Bare metal > Containers
Containers exploded in popularity in 2013 with the emergence of Docker. Docker’s a platform tool that packages an application into virtual containers that can run on any OS (yes, any OS – anything that’s already running works, including inside a VM!), which makes them considerably smaller than a VM, but it still needs an ‘orchestrator’.
Kubernetes is by far the most popular orchestrator, and can be compared to a hypervisor on steroids. It stretches across the whole environment where you’re running containers whereas the hypervisor was limited to a single bare metal machine, giving you so much power in one place! By doing this, Kubernetes assumes the total resource capability of the environment – making a datacenter a single computer, or if you’re running Kubernetes in a public cloud, you have the potential to use as much compute as the cloud provider will allow!

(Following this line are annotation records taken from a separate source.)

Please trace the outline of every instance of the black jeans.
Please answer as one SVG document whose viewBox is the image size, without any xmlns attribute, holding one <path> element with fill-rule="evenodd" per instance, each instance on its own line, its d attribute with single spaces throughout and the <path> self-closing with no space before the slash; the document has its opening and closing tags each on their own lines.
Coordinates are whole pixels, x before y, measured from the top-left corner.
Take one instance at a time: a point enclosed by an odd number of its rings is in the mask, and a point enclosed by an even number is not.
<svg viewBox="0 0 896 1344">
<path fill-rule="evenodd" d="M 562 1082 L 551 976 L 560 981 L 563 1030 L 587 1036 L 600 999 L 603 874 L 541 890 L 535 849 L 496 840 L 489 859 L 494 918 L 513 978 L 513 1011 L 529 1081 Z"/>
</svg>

A combination of the ability to move the containers quickly, respond to environmental changes faster (such as increase or decrease in demand) and the average lifecycle of a Kubernetes container being only a day makes public cloud offerings for containers even cheaper than VMs.
The majority of cases where organizations are running containers on bare metal is if you’re building a new application from scratch – something that’s often referred to as ‘greenfield’ development – however, for many, this isn’t the case. There’s some legacy crossover or a desire to migrate that leads to an intermediate step of running containers on virtual machines.
Bare metal > Virtual Machines > Containers
An interesting middle ground for some, is to run containers in VMs. The more abstraction layers that you have can make your systems more secure because there are more layers to penetrate, which means there’s more places to potentially catch that vulnerability. However, this isn’t the only reason.
For many this is a good middle step for migrating more onto containers. By putting a container on a VM, it’s providing an assurance that the workload will be unaffected by the transition whilst also keeping some legacy infrastructure in place ‘just in case’. The realistic fact is that few organizations will run entirely on VM or container, and there’s likely going to be a hybrid setup of legacy and modern environments that developers work in. So, for the sake of developer agility and speed in delivery to customers, organizations need to find a way to make their mix of environments work for them.
What does this look like in practice?
There’s nothing wrong with running a system that spans multiple environments. But, without appropriate management of a hybrid system, you’re going to run into a number of problems that slow down your organization’s development process.
- You need visibility into what’s going on in your applications,
- you need to be able to debug quickly whether you’re experiencing a networking issue or an application issue,
- you need to be able to dynamically shift traffic and respond to surges in demand quickly and efficiently
It could be a hard job in a hybrid environment.
Make your lives easier
There’s no reason to over-complicate your processes, or duplicate efforts when you have a hybrid environment because the addition of a service mesh will help all the teams that have a stake in your development lifecycle.
A service mesh allows you to manage hybrid environments from a single pane. It brings an extraordinary amount of control over your environment and significant insight into how it’s performing. Regardless of what’s going on ‘under the hood’, the service mesh will ensure that your primary focus is on the development process and maximizing your resource capabilities.
If you’d like to know more about what a service mesh can do, download our free PDF copy of Istio: Up and Running (O’Reilly) by Zack Butcher and Lee Calcote or take a look through our blogs and library of resources.
The technology industry is growing and changing quicker than ever before. However, some things remain constant. Bare metal and data centers are not going to disappear, but driving modernization forward and making the most of your infrastructure and compute capabilities will always be a factor. Make sure that you’re getting everything possible out of your infrastructure and that it’s working for you, not against you.